Discovery into the Origin of Historian Expert Witnesses’ Opinions

As every trial lawyer in America knows, the Federal Rules of Civil Procedure were recently changed to protect expert witness draft reports and lawyer-expert witness communications from discovery.  See Rule 26. Duty to Disclose; General Provisions Governing Discovery (amended effective December 2010).

In particular, Rule 26(b) (4)(B), and (C) provides:

(4)(B) Trial-Preparation Protection for Draft Reports or Disclosures. Rules 26(b)(3)(A) and (B) protect drafts of any report or disclosure required under Rule 26(a)(2), regardless of the form in which the draft is recorded.

(C) Trial-Preparation Protection for Communications Between a Party’s Attorney and Expert Witnesses. Rules 26(b)(3)(A) and (B) protect communications between the party’s attorney and any witness required to provide a report under Rule 26(a)(2)(B), regardless of the form of the communications, except to the extent that the communications:

(i) relate to compensation for the expert’s study or testimony;

(ii) identify facts or data that the party’s attorney provided and that the expert considered in forming the opinions to be expressed; or

(iii) identify assumptions that the party’s attorney provided and that the expert relied on in forming the opinions to be expressed.
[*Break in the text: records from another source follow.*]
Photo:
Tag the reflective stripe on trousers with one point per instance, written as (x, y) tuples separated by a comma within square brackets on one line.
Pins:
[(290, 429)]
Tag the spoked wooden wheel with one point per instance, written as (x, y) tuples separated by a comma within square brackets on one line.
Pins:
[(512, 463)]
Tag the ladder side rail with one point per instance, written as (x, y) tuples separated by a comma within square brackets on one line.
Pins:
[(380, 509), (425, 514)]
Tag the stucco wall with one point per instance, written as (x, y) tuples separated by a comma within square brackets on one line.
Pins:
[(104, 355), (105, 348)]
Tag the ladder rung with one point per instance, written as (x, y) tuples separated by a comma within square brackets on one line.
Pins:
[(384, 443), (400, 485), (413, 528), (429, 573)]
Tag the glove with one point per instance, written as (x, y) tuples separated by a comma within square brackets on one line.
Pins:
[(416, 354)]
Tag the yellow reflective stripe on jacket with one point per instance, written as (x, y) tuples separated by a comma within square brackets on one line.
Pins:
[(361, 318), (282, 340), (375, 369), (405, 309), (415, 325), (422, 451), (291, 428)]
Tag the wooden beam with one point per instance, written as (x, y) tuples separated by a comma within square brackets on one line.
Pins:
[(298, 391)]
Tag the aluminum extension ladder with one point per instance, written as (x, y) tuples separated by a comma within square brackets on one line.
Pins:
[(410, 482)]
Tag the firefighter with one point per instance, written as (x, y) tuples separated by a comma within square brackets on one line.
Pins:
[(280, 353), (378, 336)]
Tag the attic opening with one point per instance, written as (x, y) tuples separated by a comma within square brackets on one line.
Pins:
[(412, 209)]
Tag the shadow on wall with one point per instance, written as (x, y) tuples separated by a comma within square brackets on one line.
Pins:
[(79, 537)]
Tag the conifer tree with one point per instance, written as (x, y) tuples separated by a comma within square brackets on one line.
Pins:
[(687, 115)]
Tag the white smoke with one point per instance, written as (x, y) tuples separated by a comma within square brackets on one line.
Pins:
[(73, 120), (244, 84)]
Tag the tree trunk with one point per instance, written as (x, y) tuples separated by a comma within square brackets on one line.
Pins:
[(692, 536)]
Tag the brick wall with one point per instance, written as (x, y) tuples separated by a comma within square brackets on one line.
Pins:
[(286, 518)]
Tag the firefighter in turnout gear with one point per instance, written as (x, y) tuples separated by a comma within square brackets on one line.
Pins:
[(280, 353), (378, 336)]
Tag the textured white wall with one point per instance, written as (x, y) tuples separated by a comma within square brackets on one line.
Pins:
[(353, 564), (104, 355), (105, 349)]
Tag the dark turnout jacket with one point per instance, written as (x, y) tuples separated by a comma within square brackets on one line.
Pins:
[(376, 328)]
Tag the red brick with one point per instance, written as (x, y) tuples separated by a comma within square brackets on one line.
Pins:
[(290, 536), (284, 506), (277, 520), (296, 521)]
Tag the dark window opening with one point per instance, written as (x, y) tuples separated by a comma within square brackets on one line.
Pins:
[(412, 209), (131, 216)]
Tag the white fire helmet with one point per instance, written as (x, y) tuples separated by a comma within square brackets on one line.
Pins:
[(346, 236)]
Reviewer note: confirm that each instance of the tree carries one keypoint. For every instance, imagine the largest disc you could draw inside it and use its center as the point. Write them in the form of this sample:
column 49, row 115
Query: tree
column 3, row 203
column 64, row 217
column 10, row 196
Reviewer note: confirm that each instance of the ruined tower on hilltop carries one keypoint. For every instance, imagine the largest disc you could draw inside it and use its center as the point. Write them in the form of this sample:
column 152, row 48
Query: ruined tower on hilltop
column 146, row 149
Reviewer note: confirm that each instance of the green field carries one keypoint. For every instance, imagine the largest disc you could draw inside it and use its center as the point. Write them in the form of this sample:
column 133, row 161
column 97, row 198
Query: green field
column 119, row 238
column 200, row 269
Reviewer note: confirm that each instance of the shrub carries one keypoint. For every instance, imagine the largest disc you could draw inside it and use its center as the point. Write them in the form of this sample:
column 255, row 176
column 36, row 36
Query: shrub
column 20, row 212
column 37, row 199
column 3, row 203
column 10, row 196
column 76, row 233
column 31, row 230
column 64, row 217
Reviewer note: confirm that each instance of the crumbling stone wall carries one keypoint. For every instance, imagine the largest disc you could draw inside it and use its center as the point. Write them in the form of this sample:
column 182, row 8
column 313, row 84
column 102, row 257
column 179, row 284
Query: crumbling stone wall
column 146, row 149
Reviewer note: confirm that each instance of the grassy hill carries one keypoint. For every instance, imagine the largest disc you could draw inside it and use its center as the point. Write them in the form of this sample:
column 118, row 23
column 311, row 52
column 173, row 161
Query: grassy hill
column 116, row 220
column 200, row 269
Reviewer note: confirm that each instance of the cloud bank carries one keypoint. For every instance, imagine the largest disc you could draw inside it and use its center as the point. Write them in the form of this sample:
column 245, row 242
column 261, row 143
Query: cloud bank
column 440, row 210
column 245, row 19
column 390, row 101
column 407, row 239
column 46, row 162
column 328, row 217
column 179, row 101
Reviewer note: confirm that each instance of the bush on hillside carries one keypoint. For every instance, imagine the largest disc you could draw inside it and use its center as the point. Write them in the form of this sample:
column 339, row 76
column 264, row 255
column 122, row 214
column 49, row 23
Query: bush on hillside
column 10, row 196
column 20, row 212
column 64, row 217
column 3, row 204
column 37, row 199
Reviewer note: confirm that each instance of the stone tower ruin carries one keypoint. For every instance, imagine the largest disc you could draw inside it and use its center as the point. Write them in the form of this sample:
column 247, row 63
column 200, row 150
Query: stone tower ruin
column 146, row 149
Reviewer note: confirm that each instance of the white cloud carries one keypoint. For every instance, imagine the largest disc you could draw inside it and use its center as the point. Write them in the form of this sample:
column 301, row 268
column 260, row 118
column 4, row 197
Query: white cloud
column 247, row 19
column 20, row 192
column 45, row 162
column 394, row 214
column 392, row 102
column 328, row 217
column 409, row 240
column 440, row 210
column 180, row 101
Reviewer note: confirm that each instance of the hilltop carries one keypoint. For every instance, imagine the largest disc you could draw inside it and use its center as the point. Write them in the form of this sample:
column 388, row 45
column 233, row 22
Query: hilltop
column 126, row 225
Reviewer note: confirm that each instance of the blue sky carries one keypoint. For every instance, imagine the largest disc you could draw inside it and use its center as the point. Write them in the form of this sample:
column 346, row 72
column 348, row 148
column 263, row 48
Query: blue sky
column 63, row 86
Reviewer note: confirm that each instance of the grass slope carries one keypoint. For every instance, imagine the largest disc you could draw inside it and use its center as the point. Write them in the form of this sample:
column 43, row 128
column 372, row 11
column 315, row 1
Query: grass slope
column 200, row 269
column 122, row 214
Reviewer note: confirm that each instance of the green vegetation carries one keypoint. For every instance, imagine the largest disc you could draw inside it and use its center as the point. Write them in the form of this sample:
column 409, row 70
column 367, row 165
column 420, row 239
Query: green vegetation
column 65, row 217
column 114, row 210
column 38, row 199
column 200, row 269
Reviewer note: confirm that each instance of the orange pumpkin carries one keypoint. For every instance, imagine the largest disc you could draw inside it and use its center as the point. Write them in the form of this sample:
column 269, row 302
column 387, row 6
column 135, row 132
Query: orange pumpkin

In some ways, this amendment was a retrograde step.  Although protecting drafts and communications from discovery helps ease the expense and inconvenience of working with expert witnesses, the amendment also serves to protect unscrupulous lawyers and expert witnesses who work in concert to present tendentious opinions.

In the sciences, tendentious opinions will ultimately be embarrassed by future facts, but in the field of history, the interpretative narratives are often unfalsifiable and malleable.  Discovery into the creative process of historian expert witnesses’ opinions needs to be complete and thorough.

Consider the consider the case of Barry Castleman, who has testified for decades for the asbestos litigation industry, on historical issues in asbestos personal injury cases.  Back in 1986, when Castleman was still “researching” his opinions, he received a letter from plaintiffs’ lawyer, Tom Hart:

 

Mr. Barry Castleman                                                                                   January 9, 1986
1722 Linden Avenue
Baltimore, Maryland 21217

RE: Kenneth Lynch

Dear Barry:

As a follow-up to our conversation on January 6, 1986, I have reviewed our files and find that we do not have a file on Kenneth Lynch. Apparently I was provided with some of these papers indirectly. I seem to recall that the attorneys from California came to South Carolina and conducted the search for Kenneth Lynch’s papers.

We have not been eager to pursue this due to our understanding that Dr. Lynch was not convinced that asbestos was a cause of cancer. Despite his earlier publications, he remained personally reluctant to state that asbestos was causally related to the formation of cancers until some time in the late 1950’s or early 1960’s. This indecision on his part would be contrary to our best interests in the asbestos litigation and, accordingly, we have discouraged other counsel from exploring this further.

Since we do not have the specific documents you need, perhaps Marcia Hughes could provide them to you from Dick Gerry’s office in San Diego.

With best regards, I am

Very truly yours,

Thomas H. Hart, III

 

Dr. Lynch was a well-known South Carolina pathologist, who, along with Dr. William Smith, published a case report of lung cancer in a patient with asbestosis.  See Kenneth M. Lynch & William A. Smith, “Pulmonary asbestosis III: carcinoma of lung in asbestosilicosis,” 23 Am. J. Cancer 56 (1935).  Plaintiffs’ counsel were eager to over interpret this case report as showing an association, which was beyond the ability of a single, uncontrolled case to do.

The new Rule can be seen to have a few holes in it.  Discovery is permitted into facts or data provided by counsel, and which were considered by the expert witness.  Discovery is also permitted into the identity of assumptions given by the directing counsel, and relied upon by the expert witness.  The letter from Hart to Castleman above, however, illustrates that important insights may result from suggestions, implicit or explicit, not to look at certain facts.